Adoption is by no means 'taking the easy way out'. It's heartwrenching, horrific, and there's a huge grieving process involved.
That's why I don't support adoption unless it is the mother's decision, and she has made up her own mind without outside influence apart from qualified counselling.
How do you define what is 'best' for a child? Guaranteed financial stability? Or a loving biological mother who, though she may struggle to provide, is determined to make things work for her and her baby? In my opinion, people are far too shallow and base everything around money-money-money. Life is not about money, it's about experience, it's about sharing love, it's about learning an caring and growing and going through hardships to become a better person and know how to avoid mistakes next time around.
I'm due to give birth in a few months, and do you know how much money I have in the bank? Just over $500. That's all. I'm putting money away every week, but by no means am I financially 'secure' as far as everyone else concerned.

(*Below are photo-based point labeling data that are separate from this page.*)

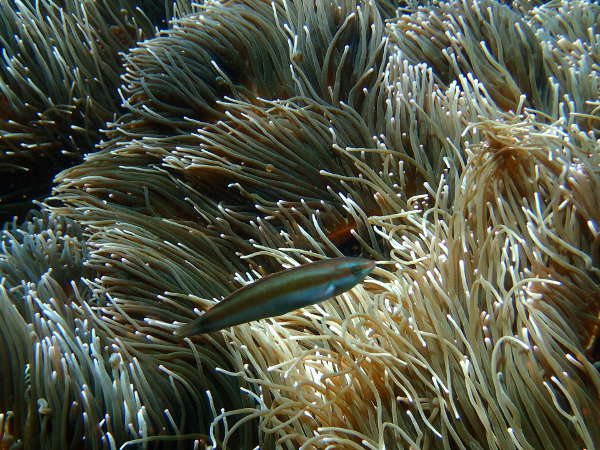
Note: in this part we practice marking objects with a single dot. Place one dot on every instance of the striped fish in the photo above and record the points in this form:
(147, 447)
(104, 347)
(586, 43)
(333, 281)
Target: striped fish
(282, 292)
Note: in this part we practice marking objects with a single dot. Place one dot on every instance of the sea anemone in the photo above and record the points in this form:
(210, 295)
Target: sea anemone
(259, 135)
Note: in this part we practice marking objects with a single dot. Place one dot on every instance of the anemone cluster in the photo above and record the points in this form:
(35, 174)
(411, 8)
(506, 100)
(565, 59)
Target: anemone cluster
(457, 143)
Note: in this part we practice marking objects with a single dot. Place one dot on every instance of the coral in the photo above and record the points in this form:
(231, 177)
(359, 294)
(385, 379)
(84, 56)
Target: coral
(456, 143)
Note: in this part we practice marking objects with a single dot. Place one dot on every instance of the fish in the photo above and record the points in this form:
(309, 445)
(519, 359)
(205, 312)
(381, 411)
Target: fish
(282, 292)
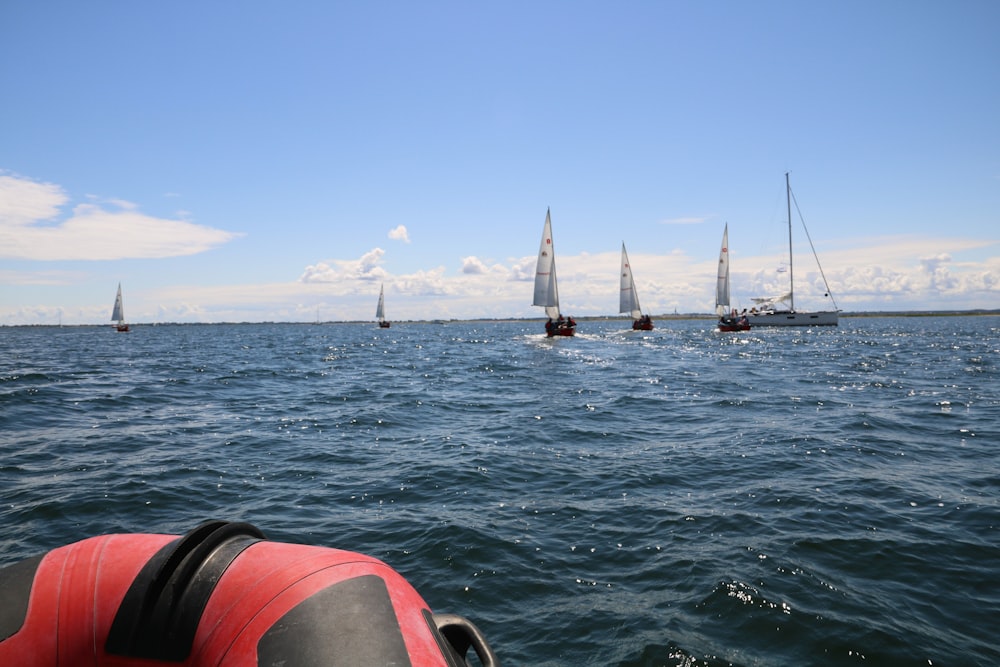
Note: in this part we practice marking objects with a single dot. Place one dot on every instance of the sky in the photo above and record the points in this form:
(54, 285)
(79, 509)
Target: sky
(279, 161)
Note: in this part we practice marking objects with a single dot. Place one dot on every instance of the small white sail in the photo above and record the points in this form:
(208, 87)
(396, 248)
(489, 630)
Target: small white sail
(118, 312)
(722, 286)
(380, 311)
(546, 291)
(628, 302)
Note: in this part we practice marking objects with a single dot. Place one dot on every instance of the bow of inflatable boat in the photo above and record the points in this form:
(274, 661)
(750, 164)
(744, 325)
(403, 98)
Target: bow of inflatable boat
(222, 595)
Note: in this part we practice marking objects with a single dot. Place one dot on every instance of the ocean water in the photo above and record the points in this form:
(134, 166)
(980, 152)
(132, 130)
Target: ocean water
(674, 497)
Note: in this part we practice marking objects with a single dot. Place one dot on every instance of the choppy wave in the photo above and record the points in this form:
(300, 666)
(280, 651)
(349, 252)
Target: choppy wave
(675, 497)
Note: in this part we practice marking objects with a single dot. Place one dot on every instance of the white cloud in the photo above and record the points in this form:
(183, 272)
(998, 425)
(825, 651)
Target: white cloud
(472, 265)
(94, 231)
(399, 234)
(366, 267)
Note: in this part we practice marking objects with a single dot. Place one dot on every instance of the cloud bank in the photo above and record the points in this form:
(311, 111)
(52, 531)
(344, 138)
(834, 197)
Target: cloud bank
(109, 230)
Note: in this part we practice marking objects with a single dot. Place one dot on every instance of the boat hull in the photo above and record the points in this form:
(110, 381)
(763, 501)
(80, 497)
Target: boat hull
(794, 319)
(560, 331)
(223, 596)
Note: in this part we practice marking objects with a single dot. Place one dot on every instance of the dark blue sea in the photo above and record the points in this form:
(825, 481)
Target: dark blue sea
(677, 497)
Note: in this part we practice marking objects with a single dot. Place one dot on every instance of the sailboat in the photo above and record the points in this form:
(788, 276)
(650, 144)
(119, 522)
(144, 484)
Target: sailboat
(380, 311)
(628, 301)
(728, 321)
(118, 312)
(546, 291)
(779, 311)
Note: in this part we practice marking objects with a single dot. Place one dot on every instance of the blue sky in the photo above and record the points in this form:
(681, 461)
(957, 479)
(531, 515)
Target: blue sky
(258, 161)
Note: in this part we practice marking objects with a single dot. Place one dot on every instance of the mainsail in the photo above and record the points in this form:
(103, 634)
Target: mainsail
(118, 312)
(628, 302)
(380, 311)
(546, 292)
(722, 285)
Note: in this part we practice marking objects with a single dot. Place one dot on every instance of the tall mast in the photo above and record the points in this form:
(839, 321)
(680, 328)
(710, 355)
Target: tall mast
(791, 273)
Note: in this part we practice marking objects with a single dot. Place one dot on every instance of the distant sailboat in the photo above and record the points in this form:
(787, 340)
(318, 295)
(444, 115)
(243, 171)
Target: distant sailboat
(546, 290)
(380, 311)
(118, 312)
(770, 311)
(628, 301)
(728, 321)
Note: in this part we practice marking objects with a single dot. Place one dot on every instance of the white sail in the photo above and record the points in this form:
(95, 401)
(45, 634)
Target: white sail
(628, 301)
(380, 311)
(546, 292)
(118, 312)
(722, 285)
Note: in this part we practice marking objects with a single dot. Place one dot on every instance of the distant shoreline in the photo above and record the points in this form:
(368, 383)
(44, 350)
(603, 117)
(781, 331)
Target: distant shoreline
(583, 318)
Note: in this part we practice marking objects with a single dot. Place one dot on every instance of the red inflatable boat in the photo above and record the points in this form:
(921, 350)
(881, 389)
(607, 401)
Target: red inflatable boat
(222, 595)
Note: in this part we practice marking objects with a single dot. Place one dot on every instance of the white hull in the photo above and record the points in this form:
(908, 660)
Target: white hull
(819, 319)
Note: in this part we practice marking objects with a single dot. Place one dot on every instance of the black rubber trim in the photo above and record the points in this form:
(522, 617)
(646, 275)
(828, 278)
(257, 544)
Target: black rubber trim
(461, 635)
(15, 591)
(349, 624)
(161, 611)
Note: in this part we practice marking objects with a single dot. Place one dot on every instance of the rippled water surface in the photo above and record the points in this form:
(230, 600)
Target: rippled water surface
(674, 497)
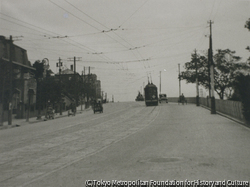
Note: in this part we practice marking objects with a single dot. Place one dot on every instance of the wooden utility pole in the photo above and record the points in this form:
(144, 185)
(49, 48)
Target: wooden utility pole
(196, 79)
(160, 82)
(75, 78)
(11, 79)
(210, 59)
(179, 80)
(59, 65)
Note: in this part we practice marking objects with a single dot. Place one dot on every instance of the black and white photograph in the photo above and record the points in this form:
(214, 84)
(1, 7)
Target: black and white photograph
(124, 93)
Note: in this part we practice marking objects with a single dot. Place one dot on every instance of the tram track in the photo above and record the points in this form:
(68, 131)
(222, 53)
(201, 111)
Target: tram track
(68, 145)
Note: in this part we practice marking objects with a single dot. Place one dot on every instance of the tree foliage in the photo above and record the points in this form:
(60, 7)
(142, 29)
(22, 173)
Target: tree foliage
(226, 64)
(242, 85)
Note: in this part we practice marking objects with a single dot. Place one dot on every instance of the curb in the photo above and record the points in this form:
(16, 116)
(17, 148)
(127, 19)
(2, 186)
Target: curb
(228, 117)
(22, 122)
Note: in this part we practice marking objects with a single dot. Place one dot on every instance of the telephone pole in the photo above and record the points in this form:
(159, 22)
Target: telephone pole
(160, 82)
(196, 78)
(179, 80)
(75, 78)
(11, 79)
(59, 65)
(210, 59)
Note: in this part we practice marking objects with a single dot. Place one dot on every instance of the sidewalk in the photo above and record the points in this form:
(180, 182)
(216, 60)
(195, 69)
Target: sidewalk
(21, 122)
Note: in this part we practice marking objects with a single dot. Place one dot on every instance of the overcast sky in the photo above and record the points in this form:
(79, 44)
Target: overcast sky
(126, 41)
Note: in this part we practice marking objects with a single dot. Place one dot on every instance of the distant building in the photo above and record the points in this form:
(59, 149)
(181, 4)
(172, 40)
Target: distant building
(20, 80)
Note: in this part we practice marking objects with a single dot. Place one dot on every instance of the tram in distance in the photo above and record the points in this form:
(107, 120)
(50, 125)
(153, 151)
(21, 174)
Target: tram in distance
(151, 95)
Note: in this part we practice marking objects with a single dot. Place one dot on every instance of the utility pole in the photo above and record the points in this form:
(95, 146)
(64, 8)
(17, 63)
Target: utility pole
(210, 59)
(179, 80)
(160, 82)
(11, 79)
(196, 78)
(75, 78)
(59, 65)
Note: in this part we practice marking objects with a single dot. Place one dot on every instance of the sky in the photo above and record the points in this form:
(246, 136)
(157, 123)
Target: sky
(126, 42)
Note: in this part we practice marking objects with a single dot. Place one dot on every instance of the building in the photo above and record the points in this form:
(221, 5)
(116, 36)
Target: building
(18, 85)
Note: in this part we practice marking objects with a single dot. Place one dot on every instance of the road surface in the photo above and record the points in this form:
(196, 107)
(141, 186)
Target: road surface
(127, 142)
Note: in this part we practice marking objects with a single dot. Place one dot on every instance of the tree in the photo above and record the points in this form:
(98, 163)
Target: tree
(226, 63)
(242, 85)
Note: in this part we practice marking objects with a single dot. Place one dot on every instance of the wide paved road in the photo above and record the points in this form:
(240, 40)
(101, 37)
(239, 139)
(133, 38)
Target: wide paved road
(127, 142)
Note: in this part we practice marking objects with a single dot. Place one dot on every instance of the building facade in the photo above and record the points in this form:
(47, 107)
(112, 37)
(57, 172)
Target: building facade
(18, 85)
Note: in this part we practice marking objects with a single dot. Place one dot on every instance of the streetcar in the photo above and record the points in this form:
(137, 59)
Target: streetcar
(151, 95)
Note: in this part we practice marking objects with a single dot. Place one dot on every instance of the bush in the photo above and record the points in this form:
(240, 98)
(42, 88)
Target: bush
(242, 86)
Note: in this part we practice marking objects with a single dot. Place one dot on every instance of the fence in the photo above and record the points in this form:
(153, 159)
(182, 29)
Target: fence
(230, 108)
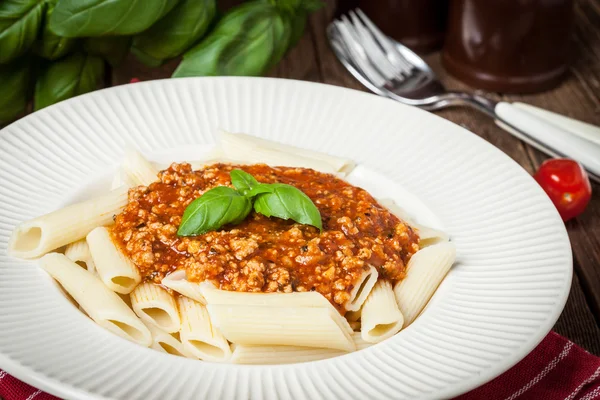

My husband works, but I lost my job when they found out I was pregnant and I haven't been able to contribute to our savings for months now.
I just don't think that having hundreds of thousands of dollars to lavish on a child is necessarily the right thing to do. Yes, security is important, but teaching a child the value of a dollar and to earn what they get, rather than just getting given everything, is better for them than to raise them to be spoiled brats.
I support teens who decide to do it hard and are determined to stick with their decision - they made the choice to lay down and act like an adult, so they should have to follow through with that and make things work, rather than just hand over a baby to someone who isn't its family and forget they ever had it.